Will Wight
Hidden Gnome Publishing, 2021, 389 blz.

De stand van zaken: er is een Dreadgod (één van de vier op de planeet Cradle) op weg naar de vallei waar Lindon geboren en opgegroeid is. In die vallei, achter een soort magisch rookgordijn dat sterke mensen veel minder sterk maakt, bevindt zich ook een labyrint waarin zich iets nóg slechter bevindt.

Die Dreadgod die op weg is naar de vallei is de reden waarom Lindon jaren geleden de vallei verlaten had — er was een voorspelling dat dat beest dertig jaar later de vallei zou vernietigen. Maar we zijn dus geen dertig maar een jaar of drie later en bon, daar zijn we dan.

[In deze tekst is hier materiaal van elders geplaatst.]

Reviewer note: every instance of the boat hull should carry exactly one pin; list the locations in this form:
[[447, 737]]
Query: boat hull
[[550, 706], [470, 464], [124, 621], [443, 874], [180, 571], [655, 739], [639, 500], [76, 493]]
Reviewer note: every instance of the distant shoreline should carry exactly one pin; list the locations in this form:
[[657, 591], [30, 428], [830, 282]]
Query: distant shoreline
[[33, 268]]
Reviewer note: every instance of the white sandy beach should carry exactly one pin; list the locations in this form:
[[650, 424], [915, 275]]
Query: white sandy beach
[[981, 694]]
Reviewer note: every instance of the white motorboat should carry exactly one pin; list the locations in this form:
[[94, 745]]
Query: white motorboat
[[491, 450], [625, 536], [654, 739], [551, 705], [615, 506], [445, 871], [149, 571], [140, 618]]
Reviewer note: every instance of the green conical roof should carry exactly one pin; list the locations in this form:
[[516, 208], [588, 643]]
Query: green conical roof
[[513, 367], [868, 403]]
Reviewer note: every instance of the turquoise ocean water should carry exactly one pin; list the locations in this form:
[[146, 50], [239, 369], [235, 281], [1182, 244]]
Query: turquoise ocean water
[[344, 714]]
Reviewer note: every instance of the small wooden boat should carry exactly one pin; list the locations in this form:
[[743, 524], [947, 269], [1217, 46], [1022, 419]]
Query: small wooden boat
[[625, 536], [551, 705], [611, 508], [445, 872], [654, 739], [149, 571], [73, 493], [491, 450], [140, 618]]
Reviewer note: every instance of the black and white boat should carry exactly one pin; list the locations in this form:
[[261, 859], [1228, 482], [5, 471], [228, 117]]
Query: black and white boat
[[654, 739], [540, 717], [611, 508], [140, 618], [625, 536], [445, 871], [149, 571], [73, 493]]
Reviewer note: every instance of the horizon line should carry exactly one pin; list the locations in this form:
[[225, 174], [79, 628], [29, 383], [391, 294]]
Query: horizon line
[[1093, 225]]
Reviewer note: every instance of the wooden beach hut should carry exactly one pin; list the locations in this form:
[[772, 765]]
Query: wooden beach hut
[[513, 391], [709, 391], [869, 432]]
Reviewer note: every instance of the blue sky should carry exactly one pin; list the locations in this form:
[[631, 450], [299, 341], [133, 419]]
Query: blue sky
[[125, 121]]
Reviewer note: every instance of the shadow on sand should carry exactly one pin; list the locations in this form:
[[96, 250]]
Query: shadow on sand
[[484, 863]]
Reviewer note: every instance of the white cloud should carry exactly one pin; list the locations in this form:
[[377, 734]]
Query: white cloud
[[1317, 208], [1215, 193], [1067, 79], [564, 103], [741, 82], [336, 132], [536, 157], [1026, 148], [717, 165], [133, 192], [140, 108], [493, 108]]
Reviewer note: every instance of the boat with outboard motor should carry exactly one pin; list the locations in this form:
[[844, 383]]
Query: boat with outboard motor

Lindon met vrienden en vriendinnen dus naar die vallei, om zoveel mogelijk mensen te evacueren als mogelijk.

Dat blijkt niet simpel te zijn, vooral omdat niemand ze gelooft, omdat iedereen in de vallei denkt dat het andere clans zijn die ze voor de zot houden, en dat ze dan ook alles en iedereen saboteren.

Conflict! Achterdocht! Ruzie! Hereniging met familie!

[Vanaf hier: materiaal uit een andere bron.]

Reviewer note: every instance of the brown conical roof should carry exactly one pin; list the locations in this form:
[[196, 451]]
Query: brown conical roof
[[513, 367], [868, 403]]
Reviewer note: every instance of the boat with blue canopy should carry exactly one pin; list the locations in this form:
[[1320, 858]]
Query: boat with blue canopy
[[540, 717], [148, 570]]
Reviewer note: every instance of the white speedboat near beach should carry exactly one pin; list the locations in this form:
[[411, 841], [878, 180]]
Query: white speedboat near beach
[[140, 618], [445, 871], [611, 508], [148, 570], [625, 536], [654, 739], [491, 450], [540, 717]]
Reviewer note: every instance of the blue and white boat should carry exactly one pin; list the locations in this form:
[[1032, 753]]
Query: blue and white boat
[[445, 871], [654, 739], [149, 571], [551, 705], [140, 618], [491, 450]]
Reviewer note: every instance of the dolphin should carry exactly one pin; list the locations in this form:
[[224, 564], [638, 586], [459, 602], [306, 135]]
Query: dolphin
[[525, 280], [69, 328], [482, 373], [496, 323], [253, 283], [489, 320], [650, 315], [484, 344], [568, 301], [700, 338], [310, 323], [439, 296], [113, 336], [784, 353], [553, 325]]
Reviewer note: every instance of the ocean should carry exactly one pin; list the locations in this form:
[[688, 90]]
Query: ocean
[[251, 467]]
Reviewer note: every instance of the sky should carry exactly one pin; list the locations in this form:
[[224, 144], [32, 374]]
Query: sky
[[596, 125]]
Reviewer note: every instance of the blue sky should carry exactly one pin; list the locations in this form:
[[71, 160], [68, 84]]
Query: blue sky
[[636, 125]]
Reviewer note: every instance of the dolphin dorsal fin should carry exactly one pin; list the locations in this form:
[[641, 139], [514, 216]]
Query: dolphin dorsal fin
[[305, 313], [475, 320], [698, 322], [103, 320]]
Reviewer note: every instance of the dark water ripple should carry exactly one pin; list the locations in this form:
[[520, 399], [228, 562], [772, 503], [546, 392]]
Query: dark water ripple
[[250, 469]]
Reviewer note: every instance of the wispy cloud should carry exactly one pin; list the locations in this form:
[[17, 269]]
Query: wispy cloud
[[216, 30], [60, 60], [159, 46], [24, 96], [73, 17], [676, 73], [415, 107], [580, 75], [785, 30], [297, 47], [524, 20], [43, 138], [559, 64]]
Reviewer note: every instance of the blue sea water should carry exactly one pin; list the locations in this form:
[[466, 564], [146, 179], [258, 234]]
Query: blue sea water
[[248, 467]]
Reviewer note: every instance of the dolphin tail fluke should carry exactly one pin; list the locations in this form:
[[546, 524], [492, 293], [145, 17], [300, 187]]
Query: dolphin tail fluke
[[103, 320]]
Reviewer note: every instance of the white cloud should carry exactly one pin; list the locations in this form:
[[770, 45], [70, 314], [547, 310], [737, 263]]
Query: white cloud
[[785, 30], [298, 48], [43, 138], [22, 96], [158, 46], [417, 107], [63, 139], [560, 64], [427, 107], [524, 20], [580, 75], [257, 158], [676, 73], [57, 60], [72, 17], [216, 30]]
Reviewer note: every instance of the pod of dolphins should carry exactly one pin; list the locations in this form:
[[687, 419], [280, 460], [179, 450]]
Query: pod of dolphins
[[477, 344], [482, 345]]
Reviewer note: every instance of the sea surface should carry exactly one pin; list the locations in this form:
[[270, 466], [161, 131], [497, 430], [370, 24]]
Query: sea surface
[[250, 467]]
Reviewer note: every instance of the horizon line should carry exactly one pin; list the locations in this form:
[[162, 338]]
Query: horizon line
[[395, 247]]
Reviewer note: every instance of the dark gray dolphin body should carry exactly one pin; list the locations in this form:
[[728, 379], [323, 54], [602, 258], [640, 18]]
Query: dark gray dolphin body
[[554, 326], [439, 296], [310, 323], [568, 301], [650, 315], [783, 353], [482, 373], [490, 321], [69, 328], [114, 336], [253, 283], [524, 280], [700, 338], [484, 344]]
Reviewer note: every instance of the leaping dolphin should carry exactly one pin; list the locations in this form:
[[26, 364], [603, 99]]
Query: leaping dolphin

En, jawel: de sciencefictionachtige dinges die nu al –urgh– negen boeken aan een stuk in de achtergrond bezig is met hier en daar eens een hoofdstukje, komt nu echt dichterbij. Ik hoop hard dat het interessanter wordt dan wat het tot nog is, want ’t is allemaal nogal redelijk zweverig.

Ik lees het ook niet zo graag, dat kosmisch gedoe, eigenlijk: de personages daar zijn zó ver boven de andere personages verheven dat de stakes op Cradle eigenlijk allemaal redelijk low lijken. Als iemand causaliteit kan omkeren, een volledig vernietigde planeet met miljarden doden ongedaan maken, dan is het allemaal toch wat knullig dat mensen tegen een grote draak aan het vechten zijn.

Afijn. Hoop op beterschap. Nog drie boeken.